Second Saturdays in Sac

Every second Saturday of every month, art galleries keep their doors open late, drawing a slew of wide-eyed and gawking Sacramentans through a latticework of city streets. Brushing up against many musical performances and numerous easels bearing a dynamic range of paintings, it was easy to see why the streets were packed. Fine art, delicious food, and a feeling of organized chaos — it’s all at the art walk.

People were everywhere. With their attention focused on various displays, live bands, and the shear density of the throng of pedestrians, the masses were not hesitant at all to cross the normally busy and functional intersections of Sacramento. It was painful to watch the line of vehicles trapped at a crosswalk that was bottle-necked at both sides with an endless tide of pedestrians.

I had never understood this until last Saturday, and it filled me with an ironic feeling of what I’d been missing, right at hand.

Impressive to say the least.

The art-walk had an inextricable draw on the community. There was a buzz in the air, not just from the copious amounts of live musical performances, but from the chatter of many elated voices reveling in the night. I too felt like a part of it, as if inducted.

Was it really like this every second Saturday? A lot of artists were receiving attention.

One of the bands, Art Lessing, played some very captivating instrumental bits. Their experimental sound used strings to create an esoteric air, while the drums maintained a rocky garage-feel. They certainly had a style of there own, which seemed to carry an otherworldly feeling.

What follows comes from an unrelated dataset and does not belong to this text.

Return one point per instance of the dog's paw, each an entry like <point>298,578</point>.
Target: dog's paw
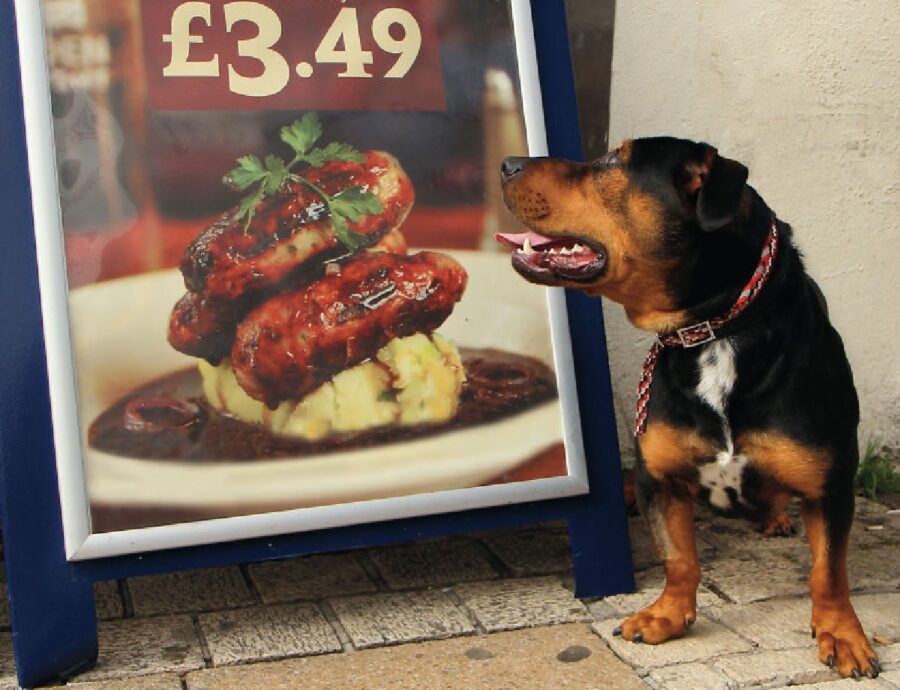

The most noteworthy band was Jazz Gitan, which drew a smaller crowd, but played a very stylized and characteristic set. The bass was punchy, carrying all of the fullness experienced in jazz, and the timing was perfect. It was a striking example of how to do a street performance right, transporting listeners where they stood, from a street in Sacramento, to a cobblestone alley in 40’s Bordeaux, France.

The night steadily waned into a low hum, the streets opened up, and cars were able to continue on their routes safely without the human blockade. While it lasted, there were some very dedicated and gifted artists sharing their works freely. It was the way Sacramento did things on second Saturdays, and everybody benefited. Come hungry and bored, leave full and grinning. Just like that.